Conditions at Detention Centers Have Reached a Tipping Point
A new report reveals things have gotten so bad that agents have predicted riots, yet the Department of Homeland Security refuses to act.“I’m so hungry that I have woken up in the middle of the night with hunger,” a 12-year-old told attorneys of his experience at an immigration detention center in Texas. A 16-year-old described her sleeping arrangements: “We are in a metal cage with 20 other teenagers with babies and young children. We have one mat we need to share with each other. It is very cold.” Another teenager said there was no soap, toothpaste or toothbrushes. These were just a few of the stories that immigration attorneys collected and BuzzFeed reported on in June.
The lawyers, BuzzFeed reporter Claudia Koerner wrote on June 27, “are asking a judge to immediately require inspections of Border Patrol facilities in El Paso, Texas, and the Rio Grande Valley as part of an effort to improve the conditions that immigrant children face.” According to a new report from NBC News however, both the Department of Homeland Security, the agency that oversees Immigration and Customs Enforcement, and Customs and Border Protection, the agency that operates these centers, already knew.
In fact, as NBC News’s Julia Ainsley and Jacob Soboroff report, “conditions at an El Paso, Texas, border station were so bad that border agents were arming themselves against possible riots.”
Those conditions were described in a report from the Office of the Inspector General of the Department of Homeland Security, the department’s internal watchdog. Inspectors toured the facility, the name of which was redacted, on May 7. The report was transmitted to DHS on May 16 and released publicly by NBC News on July 1.
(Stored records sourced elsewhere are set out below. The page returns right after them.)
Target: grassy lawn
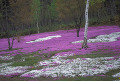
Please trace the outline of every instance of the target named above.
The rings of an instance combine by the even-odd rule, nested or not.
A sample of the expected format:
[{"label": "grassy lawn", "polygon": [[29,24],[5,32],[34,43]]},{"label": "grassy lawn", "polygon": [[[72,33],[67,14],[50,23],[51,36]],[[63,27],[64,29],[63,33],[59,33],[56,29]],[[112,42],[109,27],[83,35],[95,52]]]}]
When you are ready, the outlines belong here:
[{"label": "grassy lawn", "polygon": [[14,56],[11,60],[0,60],[0,63],[13,62],[12,66],[33,66],[39,61],[47,60],[54,56],[56,53],[67,52],[69,50],[51,51],[50,53],[39,54],[39,52],[33,52],[30,54],[21,54]]}]

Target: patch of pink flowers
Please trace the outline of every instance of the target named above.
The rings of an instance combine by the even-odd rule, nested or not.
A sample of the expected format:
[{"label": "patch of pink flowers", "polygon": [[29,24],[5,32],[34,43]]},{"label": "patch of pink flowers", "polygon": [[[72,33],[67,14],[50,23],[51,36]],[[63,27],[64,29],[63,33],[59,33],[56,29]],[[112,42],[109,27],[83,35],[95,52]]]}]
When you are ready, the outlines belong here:
[{"label": "patch of pink flowers", "polygon": [[[98,35],[111,34],[113,32],[120,32],[120,28],[118,26],[97,26],[97,27],[89,27],[88,28],[88,39],[91,37],[95,37]],[[36,40],[38,38],[44,38],[48,36],[60,35],[59,38],[53,38],[50,40],[34,42],[34,43],[26,43],[29,41]],[[72,44],[73,41],[83,40],[84,38],[84,28],[80,29],[80,37],[76,36],[76,29],[73,30],[59,30],[56,32],[45,32],[39,34],[32,34],[27,36],[22,36],[24,40],[21,40],[20,43],[17,40],[14,41],[13,48],[22,48],[13,51],[1,51],[0,55],[4,55],[9,53],[11,56],[15,56],[16,54],[20,54],[19,52],[23,52],[24,54],[28,54],[31,52],[36,52],[38,50],[42,50],[39,52],[40,54],[49,53],[51,51],[59,51],[59,50],[68,50],[71,49],[67,54],[90,54],[92,51],[97,51],[98,49],[110,49],[114,51],[114,53],[120,53],[120,37],[115,42],[97,42],[97,43],[88,43],[89,48],[80,49],[82,43]],[[8,43],[7,39],[0,39],[0,50],[7,50]],[[56,54],[57,55],[57,54]]]}]

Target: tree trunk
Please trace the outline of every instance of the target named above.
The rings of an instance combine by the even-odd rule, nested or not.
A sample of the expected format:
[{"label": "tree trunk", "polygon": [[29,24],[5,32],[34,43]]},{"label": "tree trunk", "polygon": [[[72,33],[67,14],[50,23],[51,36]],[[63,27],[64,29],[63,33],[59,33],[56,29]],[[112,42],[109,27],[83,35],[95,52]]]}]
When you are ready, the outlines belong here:
[{"label": "tree trunk", "polygon": [[89,0],[87,0],[87,3],[86,3],[86,10],[85,10],[85,31],[84,31],[84,41],[83,41],[83,44],[82,44],[82,48],[88,48],[88,45],[87,45],[87,31],[88,31],[88,9],[89,9]]},{"label": "tree trunk", "polygon": [[37,25],[37,28],[38,28],[38,33],[40,33],[39,32],[39,22],[38,22],[38,11],[36,12],[36,15],[37,15],[37,24],[36,25]]},{"label": "tree trunk", "polygon": [[80,28],[77,29],[77,37],[79,37]]}]

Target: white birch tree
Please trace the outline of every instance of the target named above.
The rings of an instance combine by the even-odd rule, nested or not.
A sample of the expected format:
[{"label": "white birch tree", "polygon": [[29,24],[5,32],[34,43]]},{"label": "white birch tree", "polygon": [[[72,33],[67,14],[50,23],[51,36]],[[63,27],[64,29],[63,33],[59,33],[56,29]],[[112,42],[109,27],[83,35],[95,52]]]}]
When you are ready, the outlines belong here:
[{"label": "white birch tree", "polygon": [[89,5],[93,5],[96,3],[102,3],[105,0],[87,0],[86,2],[86,9],[85,9],[85,31],[84,31],[84,41],[82,44],[82,48],[88,48],[87,45],[87,32],[88,32],[88,24],[89,24],[89,20],[88,20],[88,11],[89,11]]},{"label": "white birch tree", "polygon": [[89,2],[90,0],[87,0],[86,3],[86,9],[85,9],[85,31],[84,31],[84,42],[82,44],[82,48],[88,48],[87,45],[87,31],[88,31],[88,9],[89,9]]}]

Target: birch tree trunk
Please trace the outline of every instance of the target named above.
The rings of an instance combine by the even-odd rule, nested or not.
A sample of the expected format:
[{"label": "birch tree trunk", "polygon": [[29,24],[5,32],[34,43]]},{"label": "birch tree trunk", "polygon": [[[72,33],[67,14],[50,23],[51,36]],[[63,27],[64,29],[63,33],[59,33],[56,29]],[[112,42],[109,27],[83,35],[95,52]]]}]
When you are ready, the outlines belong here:
[{"label": "birch tree trunk", "polygon": [[88,9],[89,9],[89,1],[90,0],[87,0],[87,3],[86,3],[86,10],[85,10],[85,31],[84,31],[84,41],[83,41],[83,44],[82,44],[82,48],[88,48],[88,45],[87,45],[87,31],[88,31]]},{"label": "birch tree trunk", "polygon": [[36,24],[36,25],[37,25],[37,28],[38,28],[38,33],[40,33],[40,32],[39,32],[38,11],[36,11],[36,15],[37,15],[37,24]]}]

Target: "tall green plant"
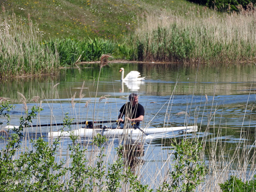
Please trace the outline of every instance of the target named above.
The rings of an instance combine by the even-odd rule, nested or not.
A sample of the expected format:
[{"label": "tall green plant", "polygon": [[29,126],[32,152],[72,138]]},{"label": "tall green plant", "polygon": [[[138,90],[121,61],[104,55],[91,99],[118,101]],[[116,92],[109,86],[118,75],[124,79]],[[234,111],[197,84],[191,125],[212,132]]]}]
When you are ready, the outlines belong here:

The Trump administration blames the conditions at shelters on facility backlogs resulting from the numbers of migrants coming to America. That will be of little help to many detainees; as NBC reports, “some of the conditions, such as a lack of showers or clean clothes for detainees, are not dependent on more funding for detention space elsewhere.”
According to NBC, “Border agents remained armed in holding areas because they were worried about the potential for unrest,” and “Agents typically put their weapons in a lockbox when they enter holding areas, a DHS official said.” In addition to descriptions of overcrowding and a lack of hygiene and proper medical care, the report includes interviews with Customs and Border Protection agents located at the Paso Del Norte border station in El Paso.
“Morale was in sharp decline,” NBC reports of the agents. They “had concerns that the conditions would lead to riots or hunger strikes by migrants. Some agents were looking to retire early or move to another agency.” The report also states that agents themselves “are seeing more drinking, domestic violence and financial problems.”
The report’s release comes on the heels of vehement denials of migrant abuse from the Trump administration. At a Friday press conference, Acting Secretary of Homeland Security Kevin McAleenan dismissed several news stories of appalling conditions at multiple facilities, calling them “unsubstantiated.”
On Monday, House members visited a few detention centers in Texas. Rep. Alexandria Ocasio-Cortez, D-N.Y., tweeted after the first stop, “I see why CBP officers were being so physically &sexually threatening towards me. Officers were keeping women in cells w/ no water & had told them to drink out of the toilets. This was them on their GOOD behavior in front of members of Congress.”